What are algorithms?

 

Let’s get started by understanding what an algorithm is by working through a hypothetical example. So suppose you had a collection of shapes, and you needed to group all of the same shapes together in individual sets. 

Now there’s a variety of ways you could do this, but probably the most straightforward approach would be to write some kind of loop function to iterate over each of the shapes, determine what kind of shape each one is, and then add that shape to the correct group. At the end of this process, you would have separate groups of each shape type. So this complete set of steps taken together that solve a specific problem forms an algorithm.

Algorithms have several characteristics that could be used to describe them. For example, any given algorithm has an associated complexity, and usually, there’s more than one. There’s space complexity, which characterizes how much memory and storage space the algorithm needs to do its work. There’s also time complexity, which describes how efficient the algorithm is relative to the size of the input it is given to work on. Algorithms also typically have a defined set of inputs and outputs. In other words, any given algorithm has a set of input values it can work on to produce a result. Sorting algorithms, for example, take a set of data values and attempt to put them into a specific order.

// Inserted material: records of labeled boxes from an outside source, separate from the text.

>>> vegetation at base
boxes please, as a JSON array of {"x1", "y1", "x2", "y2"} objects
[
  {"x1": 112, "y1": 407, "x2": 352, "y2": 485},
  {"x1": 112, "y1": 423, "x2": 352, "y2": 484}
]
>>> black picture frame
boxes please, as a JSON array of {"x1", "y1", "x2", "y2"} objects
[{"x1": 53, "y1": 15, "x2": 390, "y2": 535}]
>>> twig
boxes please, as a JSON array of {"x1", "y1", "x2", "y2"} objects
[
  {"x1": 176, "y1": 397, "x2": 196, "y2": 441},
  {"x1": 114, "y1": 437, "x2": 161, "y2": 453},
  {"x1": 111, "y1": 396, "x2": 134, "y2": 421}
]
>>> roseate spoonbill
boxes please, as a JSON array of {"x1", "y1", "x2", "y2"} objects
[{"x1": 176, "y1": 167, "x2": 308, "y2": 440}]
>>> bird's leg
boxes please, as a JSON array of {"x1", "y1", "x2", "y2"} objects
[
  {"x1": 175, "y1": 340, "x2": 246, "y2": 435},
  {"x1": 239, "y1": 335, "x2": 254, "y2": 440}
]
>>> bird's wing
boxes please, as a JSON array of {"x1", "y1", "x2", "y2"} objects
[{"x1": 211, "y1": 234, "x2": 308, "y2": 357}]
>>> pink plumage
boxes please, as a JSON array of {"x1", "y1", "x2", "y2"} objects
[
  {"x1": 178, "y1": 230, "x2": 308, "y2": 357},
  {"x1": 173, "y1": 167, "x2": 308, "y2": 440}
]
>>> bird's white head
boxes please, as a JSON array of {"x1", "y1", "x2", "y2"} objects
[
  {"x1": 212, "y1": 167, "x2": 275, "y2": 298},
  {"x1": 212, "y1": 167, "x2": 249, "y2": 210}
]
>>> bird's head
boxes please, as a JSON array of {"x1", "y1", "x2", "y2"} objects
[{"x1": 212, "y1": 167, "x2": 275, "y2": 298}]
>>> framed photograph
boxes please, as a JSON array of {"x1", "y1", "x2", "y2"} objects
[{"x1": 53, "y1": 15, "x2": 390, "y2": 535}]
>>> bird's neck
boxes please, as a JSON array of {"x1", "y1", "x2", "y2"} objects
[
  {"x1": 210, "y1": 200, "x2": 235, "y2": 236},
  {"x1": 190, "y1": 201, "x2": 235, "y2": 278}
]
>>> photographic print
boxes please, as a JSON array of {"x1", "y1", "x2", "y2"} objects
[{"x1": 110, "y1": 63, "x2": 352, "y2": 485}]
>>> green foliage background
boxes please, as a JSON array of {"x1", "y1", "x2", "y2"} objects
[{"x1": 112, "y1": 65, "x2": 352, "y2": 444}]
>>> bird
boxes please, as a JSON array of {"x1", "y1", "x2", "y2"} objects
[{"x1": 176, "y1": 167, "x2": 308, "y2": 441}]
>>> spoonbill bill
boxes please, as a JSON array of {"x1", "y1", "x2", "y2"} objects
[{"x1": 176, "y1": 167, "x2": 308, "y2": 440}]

It’s also possible to talk about algorithm classification using a variety of criteria, just a few of which I’ve listed here. Some algorithms work on their data sets in a sequential fashion, which means that they are serial in nature. Whereas a parallel algorithm can break up a data set into smaller pieces and then work on each simultaneously. An algorithm can be exact, in which case it produces a known expected value, or it can be approximate, in which case, it tries to find an answer that might or might not be exact. For example, a facial recognition algorithm might not give the same answer every single time. Algorithms can be deterministic, in which case it executes each step with a correct decision, or it could be non-deterministic, in which it attempts to produce a solution using successive guesses, which become more accurate over time. Of course, there’s much more to the field of algorithms than I can capture in just a few slides. And we won’t have time to get into all of these different intricacies in this course since it’s just an introduction to the subject. But this should give you an underlying sense of what algorithms are and how they work.